06May2017

Why I Love Astronomy

The surface of a fictional planet orbiting Proxima Centauri, the nearest star to our sun. This appeared in “The New Challenge of the Stars”. Notable here is the Cassiopeia “W” on the right with an extra star, that star being our own sun.

Most of my childhood was spent in the seventies. Technology was still very new at best and I was just beginning to wonder about the heavens. What’s it like? How many stars  are up there? Here, in his own words, US resident John Kinane tells his story: The spectacular images produced by the Hubble Space Telescope and even by amateurs today were not remotely possible yet. The imaginations of space artists were in full control of any astronomical visions of that time. The visions they produced were enough for me to feel hooked at a very young age.

Orion Star Trails

This is a picture of the constellation Orion. The trails are acheived but leaving a camera lens open while the stars move across the sky then following them at the end of the exposure. This picture was also the cover image on “Sky and Telescope” in March, 1948

Astronomy back then was for scientists and wealthy geeks that could afford the astronomical prices of equipment. Being neither I still managed to develop an interest. My first astronomy book was The Sky Observer’s Handbook. This book has been produced since the 1950′s.

It has changed very little since then. Only the charts have been updated. Today it has somewhat of a cult following in the amateur astronomer community. While I was fascinated with this book it was not the one that sold me on this life long love. The book that did that was “The New Challenge of the Stars” by Patrick Moore and David Hardy.

I was obsessed with this book in middle school. It opened up a world for me that I cannot explain in words. It didn’t just show star charts or pictures of stars. It showed full two page spreads of what it would look like to stand on the surface of another world. Many science fiction shows of the time tried to do this with laughable results.

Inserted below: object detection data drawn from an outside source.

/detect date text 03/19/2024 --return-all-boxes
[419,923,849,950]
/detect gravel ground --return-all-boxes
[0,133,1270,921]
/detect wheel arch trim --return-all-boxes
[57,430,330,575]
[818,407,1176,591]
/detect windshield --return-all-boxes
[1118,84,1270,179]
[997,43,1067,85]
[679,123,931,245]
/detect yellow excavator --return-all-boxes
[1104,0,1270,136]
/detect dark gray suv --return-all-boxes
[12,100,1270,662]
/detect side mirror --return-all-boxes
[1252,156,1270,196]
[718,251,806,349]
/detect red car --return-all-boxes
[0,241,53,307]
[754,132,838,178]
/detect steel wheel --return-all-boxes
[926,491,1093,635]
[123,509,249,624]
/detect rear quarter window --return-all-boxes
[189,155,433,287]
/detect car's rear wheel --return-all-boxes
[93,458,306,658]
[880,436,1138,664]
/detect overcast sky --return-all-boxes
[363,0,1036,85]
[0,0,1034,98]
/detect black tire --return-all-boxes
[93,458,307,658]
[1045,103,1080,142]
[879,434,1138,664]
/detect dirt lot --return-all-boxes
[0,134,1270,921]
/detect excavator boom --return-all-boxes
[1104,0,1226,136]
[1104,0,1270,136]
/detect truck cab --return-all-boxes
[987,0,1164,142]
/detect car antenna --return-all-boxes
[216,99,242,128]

These pictures were true scientific visions that changed my thinking completely. They introduced the idea that these places were real and the universe was full of them with countless variations.

A couple years later I was given my first telescope for my fifteenth birthday. The first object I ever saw in a telescope was Jupiter. Seeing it’s moons and colors jump out at me was stunning. The idea that this place and many others were in the night sky every night amazed me. The second object I pointed at was Saturn. Rings as real my own hand in front of me.

I remember being confused that so many people had no idea that all of this was right above their heads and seemed not to care. I tried a couple times to image the stars with an old “Brownie” camera because it was possible to open it’s lens for a time exposure. I was not successful unfortunately. Still, the fascination was fed by the trying.

A year later I began subscribing to Astronomy Magazine. It published images that I had never seen before and were only then recently possible. It also made me aware that there was an entire amateur community I was completely unaware of. I would also be remiss if I did not mention Carl Sagan‘s Cosmos and Contact.

Ice Cave on Pluto

A view from an ice cave on Pluto looking back at our sun by David Hardy. Appeared in “The New Challenge of the Stars”

Both extremely influential for me and other countless millions.

Astronomy is more to me than a science or a fascination with pretty pictures. It is a culmination of everything that matters to the human race. Beauty, hope, adventure, excitement, danger, power, the need to explore, the need to know where we came from and where we are going, and, perhaps most importantly, to know the mind of God.

One can always look into the night sky and say with definitive certainty that the answers to everything are out there. Answers of which I would be privileged to know even a minute fraction.

I did not pursue astronomy as a vocation. At that critical time after high school I did not possess the math skills necessary to be taken seriously by any institution of higher learning. There were many reasons for this but none seem to matter anymore. I held on to my interest and still do.

I still find time to “look up” whenever I can. Not a single one of those times do I not gaze and wonder and wish that I could stand upon one of the many worlds I have imagined and upon the countless worlds I have not.